Switzerland-based mining and commodities giant Glencore plc on Tuesday settled corruption investigations in the United States, the UK, and Brazil. In the U.S., subsidiary Glencore International AG pleaded guilty to one count of conspiracy to violate the FCPA and agreed to pay $700 million in criminal penalties and forfeiture.

The plea agreement with the DOJ imposed $429 million in criminal penalties and forfeiture of $272 million. The plea agreement requires Glencore to retain a compliance monitor for three years.

As part of the U.S. resolution, a subsidiary of Glencore also agreed to plead guilty and pay $485.6 million to resolve market manipulation investigations by the DOJ and the Commodity Futures Trading Commission. After crediting about $166 million of that payment to amounts to be paid in the UK and possibly other countries, penalties assessed in the United States will be just over $1 billion.

At a DOJ press conference Tuesday, Damian Williams, U.S. Attorney for the Southern District of New York, said, “Bribery was built into the corporate culture” of Glencore.

The company paid $100 million in bribes overall, according to the FBI’s Brian Turner. Corrupt payments went to officials in Nigeria, Cameroon, Ivory Coast, Equatorial Guinea, Brazil, Venezuela, and the Democratic Republic of the Congo (DRC), the DOJ said.

In the UK, a local subsidiary agreed to plead guilty. During a hearing at London’s Westminster Magistrates’ Court, the Serious Fraud Office charged Glencore Energy (UK) Ltd with seven counts of bribery. Sentencing is set for June 21, 2022, when penalties will be imposed.

In Brazil, Glencore agreed to pay $39.6 million under a resolution with the Brazilian Federal Prosecutor’s Office.

Glencore said it expects to pay total penalties of $1.5 billion to resolve today’s U.S. and Brazil settlements and its final settlement in the UK.

Investigations by the Office of the Attorney General of Switzerland and the Dutch Public Prosecution Service are ongoing, the company said.

Last year, former Glencore trader Anthony Stimler pleaded guilty to violating the FCPA and conspiracy to commit money laundering. The DOJ alleged that from 2007 to 2018, Stimler and co-conspirators bribed Nigerian officials to obtain and retain business for Glencore. They used “inflated and fraudulent invoices to disguise the nature and purpose of bribe payments made to government officials,” the DOJ said in Stimler’s criminal information.

Glencore first disclosed the investigation into FCPA-related offenses in early July 2018, according to data from FCPA Tracker. The company said then a subsidiary received a subpoena from the DOJ “to produce documents and other records with respect to compliance with the Foreign Corrupt Practices Act and United States money laundering statutes.”

The DOJ said Tuesday Glencore’s conduct “involved high-level employees and agents of the company.”

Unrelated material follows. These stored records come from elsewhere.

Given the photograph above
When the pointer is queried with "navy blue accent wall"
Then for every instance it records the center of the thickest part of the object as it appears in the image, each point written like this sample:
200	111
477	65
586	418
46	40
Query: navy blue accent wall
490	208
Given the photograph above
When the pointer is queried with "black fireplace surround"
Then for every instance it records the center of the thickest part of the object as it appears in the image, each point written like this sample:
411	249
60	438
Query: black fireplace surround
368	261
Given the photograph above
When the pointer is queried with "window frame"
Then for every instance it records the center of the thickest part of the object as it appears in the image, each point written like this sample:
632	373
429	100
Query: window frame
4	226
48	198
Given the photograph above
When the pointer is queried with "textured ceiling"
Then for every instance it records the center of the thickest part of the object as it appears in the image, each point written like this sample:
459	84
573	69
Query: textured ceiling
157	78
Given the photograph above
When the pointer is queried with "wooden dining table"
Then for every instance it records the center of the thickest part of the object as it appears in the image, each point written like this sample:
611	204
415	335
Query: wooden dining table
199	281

According to the DOJ, Glencore did not receive full cooperation and remediation credit because it “did not consistently demonstrate a commitment to full cooperation, it delayed producing relevant evidence, and it did not timely and appropriately remediate with respect to disciplining certain employees involved in the misconduct.”

On Tuesday, Glencore CEO Gary Nagle said, “We acknowledge the misconduct identified in these investigations and have cooperated with the authorities.” He said the company has taken “significant action towards building and implementing a world-class ethics and compliance program.”

Glencore’s FCPA resolution is the tenth-largest ever (according to our calculations), replacing Société Générale S.A. on the FCPA Blog top ten. The French bank paid $585 million in 2018. 

Glencore operates about 150 mining, metallurgical, and oil production facilities worldwide. It has around 135,000 employees and contractors and about $200 billion in annual revenues.